The Capitalist Embrace

This article is from the archive of The New York Sun before the launch of its new website in 2022. The Sun has neither altered nor updated such articles but will seek to correct any errors, mis-categorizations or other problems introduced during transfer.

The New York Sun

No sooner had news broken of the New York Stock Exchange’s bid for the European stock exhange Euronext than our friends at the Manhattan Institute’s City Journal issued an article painting the situation as bad news for New York City. The piece, by one of City Journal’s finest writers, Nicole Gelinas, was published on the City Journal Web site, and reported, “In 2005, the NYSE and the Nasdaq won only 28 new international listings, a modest 16 percent increase from the year before; by contrast, the two major European exchanges, the London and the Luxembourg Stock Exchanges, won 50 listings between them, more than double their new listings in 2004. The NYSE is reaching across the Atlantic just to stay competitive.”

Ms. Gelinas went on, “The NYSE may be trying to buy Euronext in part to encourage smaller and mid-sized American companies to go public in Europe if it’s financially prohibitive for them to do so here.

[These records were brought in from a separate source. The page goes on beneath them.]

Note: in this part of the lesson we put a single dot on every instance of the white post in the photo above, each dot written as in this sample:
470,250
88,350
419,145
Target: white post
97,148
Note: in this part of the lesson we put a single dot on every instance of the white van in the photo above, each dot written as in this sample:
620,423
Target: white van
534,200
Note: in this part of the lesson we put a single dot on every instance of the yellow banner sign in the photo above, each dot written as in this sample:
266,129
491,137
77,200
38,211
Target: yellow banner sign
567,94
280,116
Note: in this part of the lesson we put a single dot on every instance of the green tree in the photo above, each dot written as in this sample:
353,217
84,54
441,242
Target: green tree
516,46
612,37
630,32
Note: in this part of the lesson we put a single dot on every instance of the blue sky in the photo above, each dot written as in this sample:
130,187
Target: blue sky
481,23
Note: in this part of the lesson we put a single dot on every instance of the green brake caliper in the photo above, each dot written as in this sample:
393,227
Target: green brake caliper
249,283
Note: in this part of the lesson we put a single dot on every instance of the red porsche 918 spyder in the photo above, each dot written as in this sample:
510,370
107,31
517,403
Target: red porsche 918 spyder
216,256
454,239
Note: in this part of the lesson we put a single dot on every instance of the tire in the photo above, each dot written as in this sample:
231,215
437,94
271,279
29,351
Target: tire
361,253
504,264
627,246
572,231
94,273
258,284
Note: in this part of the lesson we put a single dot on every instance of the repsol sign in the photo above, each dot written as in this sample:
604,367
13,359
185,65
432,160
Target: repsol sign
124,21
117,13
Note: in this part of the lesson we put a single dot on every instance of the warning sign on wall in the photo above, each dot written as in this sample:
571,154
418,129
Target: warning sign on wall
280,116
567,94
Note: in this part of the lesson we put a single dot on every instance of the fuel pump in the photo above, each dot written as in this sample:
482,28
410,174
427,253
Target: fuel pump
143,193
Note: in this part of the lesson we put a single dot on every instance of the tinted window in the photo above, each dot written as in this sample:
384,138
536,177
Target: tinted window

American companies could list their shares abroad to raise capital in euros, and still do business in the U.S. But then they’d need bankers, stock underwriters, and financial advisers in Europe, not in New York. “Ms. Gelinas attributes this to the baleful effect of Sarbanes Oxley, the legislation Congress passed and President Bush signed to tighten accounting standards after the Enron fiasco.

We are as opposed to Sarbanes Oxley as anyone, and by all means it’s important for America to stay competitive with Europe. But in this case, with this proposed deal, we see another possible way of looking at it. We have the feeling – it may be only a feeling – that the doomsayers would be reading an American defeat into this deal even if it were configured the other way around, with Euronext trying to buy the New York Stock Exchange. Our take on the attempted deal is that it is as an example of the dynamism of New York capitalism. No matter how wrongheaded are the regulatory attempts from Washington or Albany, American business manages, with amazing resilience, to find a way around them.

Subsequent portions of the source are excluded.